The first link is someone responding in kind to another inflammatory comment from the same person. It's all part of the same thread in which the person I originally responded to was being a doofus on purpose. I could have just responded to his first root instead of his leaf comment, it was the same content twice.

The second I can't even view, I guess it's removed, in which case probably more of the same and my comment applies equally to it. Not like I'm going to go down every branch of the convo and reply to every one of them.


Oh, I know exactly what I'm doing and I'll own up to it. I think it's a more honest position than being the guy who posts "noncontroversial" comments that always end up downvoted for some reason.


If you went to a website that consisted of roughly within 2 standard deviation population representative of multiple sides, then maybe you would have a point.

But this is reddit. It is not a population consisting of anywhere near that generous 2 standard deviations.

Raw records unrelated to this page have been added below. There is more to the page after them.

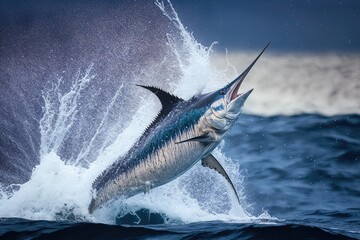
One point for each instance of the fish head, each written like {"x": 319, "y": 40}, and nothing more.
{"x": 224, "y": 105}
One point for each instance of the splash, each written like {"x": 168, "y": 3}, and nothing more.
{"x": 60, "y": 186}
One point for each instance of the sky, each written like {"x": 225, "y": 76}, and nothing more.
{"x": 291, "y": 25}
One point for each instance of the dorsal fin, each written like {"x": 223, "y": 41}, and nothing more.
{"x": 168, "y": 101}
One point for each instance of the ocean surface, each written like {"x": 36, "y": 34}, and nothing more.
{"x": 70, "y": 108}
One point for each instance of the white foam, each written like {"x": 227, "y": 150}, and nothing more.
{"x": 59, "y": 190}
{"x": 288, "y": 84}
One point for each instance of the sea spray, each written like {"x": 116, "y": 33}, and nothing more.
{"x": 60, "y": 186}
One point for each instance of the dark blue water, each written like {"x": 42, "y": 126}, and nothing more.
{"x": 302, "y": 169}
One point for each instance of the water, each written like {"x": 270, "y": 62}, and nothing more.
{"x": 295, "y": 168}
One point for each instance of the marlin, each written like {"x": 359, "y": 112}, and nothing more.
{"x": 182, "y": 134}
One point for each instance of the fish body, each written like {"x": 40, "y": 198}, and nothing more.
{"x": 183, "y": 133}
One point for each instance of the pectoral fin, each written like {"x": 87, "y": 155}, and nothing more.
{"x": 211, "y": 162}
{"x": 203, "y": 138}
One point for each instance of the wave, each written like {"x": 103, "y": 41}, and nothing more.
{"x": 291, "y": 84}
{"x": 18, "y": 228}
{"x": 88, "y": 119}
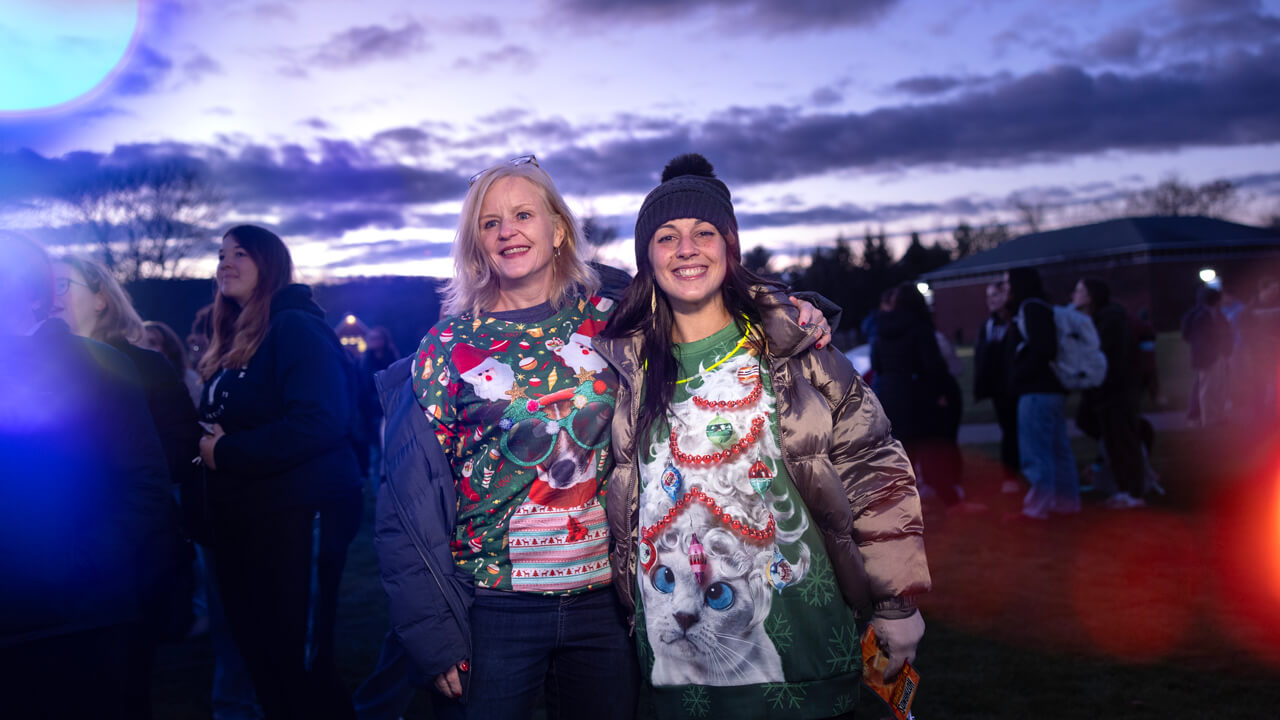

You know precisely what you're doing and you know you're being dishonest.

Tell me, a website that is not wholly owned and operated by shills on the left would respond with the state of /r/pics any day of the week, and exclaim that is entirely organic behavior, let alone consisting of representative population of the real world USA.

We can go blow for blow in any large sub. In fact, tell me why /r/Idaho, a state that has consistently voted red for decades somehow has "organically" resulted in posts entirely consisting of run-of-the-mill liberal posts? What of /r/Texas which is the same story and out of the question not a liberal stronghold that it presents itself to be.

You can pull the wool over your eyes all day, don't expect anyone else in the world to believe your bullshit.